Leahy was born blind in one eye.
“The senator has had a lifelong struggle with reduced depth perception,” the statement said. “He has taken some remarkable dingers over the years, but this one finally caught up with him.”
First off, we certainly want to wish Senator Leahy a speedy and full recovery. A broken hip at 82 is no joke, but medical response and rehabilitation for such injuries has markedly improved over recent decades. Hopefully, Leahy will recover well and quickly enough to get a chance to make another cameo appearance in the next Batman movie, whenever that gets made. Leahy planned on retiring at the end of the year anyway, but he certainly will prefer to retire under full steam.
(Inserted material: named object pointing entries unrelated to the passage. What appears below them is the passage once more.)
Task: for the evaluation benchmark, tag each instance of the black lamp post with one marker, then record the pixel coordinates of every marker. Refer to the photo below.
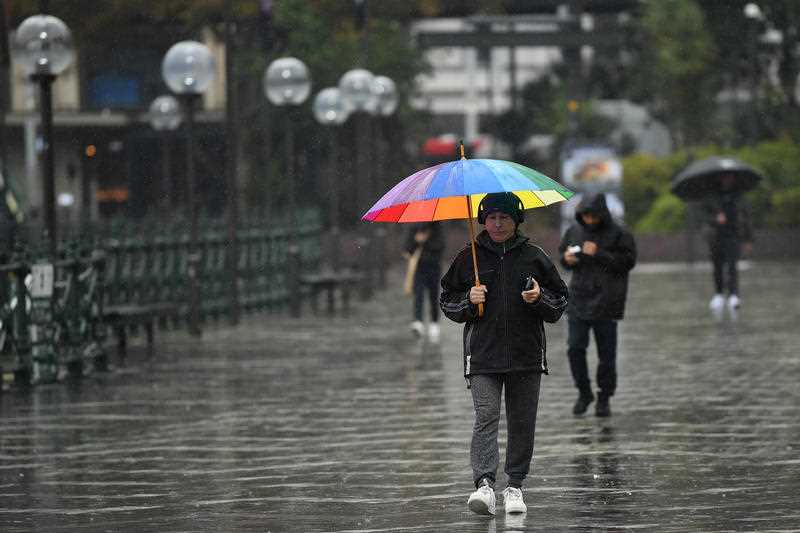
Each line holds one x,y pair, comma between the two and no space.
385,92
330,110
287,83
43,46
356,86
188,70
165,116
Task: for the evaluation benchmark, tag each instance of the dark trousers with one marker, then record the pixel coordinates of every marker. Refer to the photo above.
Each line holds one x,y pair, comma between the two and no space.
724,255
522,402
605,336
427,282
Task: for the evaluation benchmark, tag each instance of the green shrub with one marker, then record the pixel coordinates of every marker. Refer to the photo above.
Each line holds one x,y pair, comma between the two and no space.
666,215
785,210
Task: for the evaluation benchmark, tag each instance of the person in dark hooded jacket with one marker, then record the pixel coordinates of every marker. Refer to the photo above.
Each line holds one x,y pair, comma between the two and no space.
600,253
428,241
505,347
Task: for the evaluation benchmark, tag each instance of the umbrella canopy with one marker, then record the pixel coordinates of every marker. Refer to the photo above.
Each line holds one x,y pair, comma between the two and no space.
453,191
702,178
440,192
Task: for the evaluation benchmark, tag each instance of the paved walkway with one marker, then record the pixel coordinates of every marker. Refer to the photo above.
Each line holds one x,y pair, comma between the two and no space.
348,424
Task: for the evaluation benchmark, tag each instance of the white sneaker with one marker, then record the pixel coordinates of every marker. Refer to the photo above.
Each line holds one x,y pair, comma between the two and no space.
482,501
513,502
433,332
717,302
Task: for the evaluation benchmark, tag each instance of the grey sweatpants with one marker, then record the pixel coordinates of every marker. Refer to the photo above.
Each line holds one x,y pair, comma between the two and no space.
522,402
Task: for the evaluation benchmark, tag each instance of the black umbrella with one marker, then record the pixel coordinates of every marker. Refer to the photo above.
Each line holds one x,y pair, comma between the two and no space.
702,178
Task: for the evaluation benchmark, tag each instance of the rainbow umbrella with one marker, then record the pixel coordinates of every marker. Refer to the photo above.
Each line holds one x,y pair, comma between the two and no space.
453,190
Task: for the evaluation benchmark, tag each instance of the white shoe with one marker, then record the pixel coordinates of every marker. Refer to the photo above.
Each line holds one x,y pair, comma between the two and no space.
513,502
482,501
433,332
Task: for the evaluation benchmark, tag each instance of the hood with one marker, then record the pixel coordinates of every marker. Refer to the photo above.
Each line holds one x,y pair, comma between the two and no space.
593,203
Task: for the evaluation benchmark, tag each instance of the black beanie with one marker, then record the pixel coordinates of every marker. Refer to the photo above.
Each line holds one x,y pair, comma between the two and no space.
504,202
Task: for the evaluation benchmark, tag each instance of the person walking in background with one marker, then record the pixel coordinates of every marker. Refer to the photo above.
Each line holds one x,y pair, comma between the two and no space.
424,247
727,225
600,253
505,348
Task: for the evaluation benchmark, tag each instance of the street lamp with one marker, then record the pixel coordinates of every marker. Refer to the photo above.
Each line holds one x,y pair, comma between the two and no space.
165,115
287,84
188,69
386,100
356,89
43,46
330,110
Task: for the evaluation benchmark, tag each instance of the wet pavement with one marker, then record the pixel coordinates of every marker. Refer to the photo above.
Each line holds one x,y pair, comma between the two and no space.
349,424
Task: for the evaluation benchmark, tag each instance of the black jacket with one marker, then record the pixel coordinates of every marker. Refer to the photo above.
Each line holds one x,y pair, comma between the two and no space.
737,212
599,284
509,337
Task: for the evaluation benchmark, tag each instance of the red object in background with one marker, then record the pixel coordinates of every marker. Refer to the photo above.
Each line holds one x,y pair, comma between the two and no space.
445,145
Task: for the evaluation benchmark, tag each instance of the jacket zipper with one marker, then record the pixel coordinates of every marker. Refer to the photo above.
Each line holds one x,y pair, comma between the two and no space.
502,285
468,351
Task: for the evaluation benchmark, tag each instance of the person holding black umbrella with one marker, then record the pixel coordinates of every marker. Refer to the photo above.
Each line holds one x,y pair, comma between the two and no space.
727,218
718,183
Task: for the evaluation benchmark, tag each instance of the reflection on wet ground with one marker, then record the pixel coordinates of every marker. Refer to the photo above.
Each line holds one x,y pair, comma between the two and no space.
349,424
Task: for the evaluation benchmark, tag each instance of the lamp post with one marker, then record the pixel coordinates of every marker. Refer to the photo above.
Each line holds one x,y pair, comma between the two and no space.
188,69
385,92
287,84
43,46
356,89
330,110
165,116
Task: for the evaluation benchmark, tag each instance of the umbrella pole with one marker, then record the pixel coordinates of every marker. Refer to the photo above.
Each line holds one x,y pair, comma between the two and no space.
472,245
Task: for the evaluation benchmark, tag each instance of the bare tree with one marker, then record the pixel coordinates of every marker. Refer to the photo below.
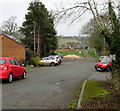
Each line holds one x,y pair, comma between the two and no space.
80,7
10,26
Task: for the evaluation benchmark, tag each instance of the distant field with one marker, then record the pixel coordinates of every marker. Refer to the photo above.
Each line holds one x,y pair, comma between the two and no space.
62,41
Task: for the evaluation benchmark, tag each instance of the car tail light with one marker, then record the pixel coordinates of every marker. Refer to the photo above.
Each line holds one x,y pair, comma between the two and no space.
5,68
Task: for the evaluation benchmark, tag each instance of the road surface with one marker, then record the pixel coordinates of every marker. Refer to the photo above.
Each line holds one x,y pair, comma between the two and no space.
47,87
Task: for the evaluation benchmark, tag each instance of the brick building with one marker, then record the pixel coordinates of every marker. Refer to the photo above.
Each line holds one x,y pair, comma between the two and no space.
10,47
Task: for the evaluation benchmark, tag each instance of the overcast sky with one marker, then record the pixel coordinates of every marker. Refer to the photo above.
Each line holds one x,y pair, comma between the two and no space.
18,8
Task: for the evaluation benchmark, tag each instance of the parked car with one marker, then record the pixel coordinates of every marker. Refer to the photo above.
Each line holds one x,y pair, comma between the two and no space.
10,68
103,65
58,58
57,54
52,61
103,57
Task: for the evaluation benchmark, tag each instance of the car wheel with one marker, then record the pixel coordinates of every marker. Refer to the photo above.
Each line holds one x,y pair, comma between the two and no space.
52,64
108,69
24,75
10,78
That brings us to the rest of Leahy’s colleagues. This makes the second time this year that Senate Democrats have dipped below the 50-seat mark in the Senate for any significant period, and that creates some headaches. In February, Ben Ray Luján suffered a stroke and had to have brain surgery, which forced him to remain absent a few weeks. Luján made a full recovery and came back to work in the spring, but the absence forced Chuck Schumer to juggle the more contentious parts of his agenda until he had all 50 votes again.
Schumer now faces the same problem, and he has a lot less legislative calendar space in which to operate than he did with Luján. If Leahy heals up quickly, and hopefully he will, much of the lost time could be absorbed in the August recess. Presumably Leahy will aim to get back in two months when Congress resumes its session after Labor Day. Even if that’s the case, though, Schumer needed to push some votes when the Senate returns to session between July 9 and August 7. For one thing, ATF nominee Steve Dettelbach still requires a confirmation vote, which would now require at least one Republican, although it appears that Schumer already has Susan Collins and Rob Portman for confirmation.
Leahy’s absence might end up providing the final death blow to Schumer’s hopes of passing a Build Back Better bill, however. Supposedly, Schumer and Manchin are still negotiating a reconciliation bill that has gone nowhere for almost a year now and probably wasn’t going anywhere ever. That can’t pass without fifty votes plus Kamala Harris’ tiebreaker. Even the clunky “paired voting” process won’t help as no Republican will lift a finger to help Joe Biden spend another trillion dollars or so that doesn’t exist for climate change and other progressive-agenda hobby horses.
By the time Leahy makes it back, it will be far too late for the reconciliation package. Congress will have to work on funding the FY2023 budget in September plus deal with the fallout of the Dobbs and West Virginia v EPA cases, the latter of which should drop today. If Leahy can’t make it back, then even the confirmation process will stall out. The only items Schumer will be able to move will be those which can get some Republican support, and other than on the budget, those will be mighty tough to find right before a midterm election.
Of course, Schumer could set a new course and look for such bipartisan projects. That would be a very different course indeed for Schumer and Joe Biden, and one has to wonder whether he’d find any takers not named Manchin or Sinema in his own caucus for such a change in direction. They’d better choose their navigation quickly. And perhaps even a new navigator.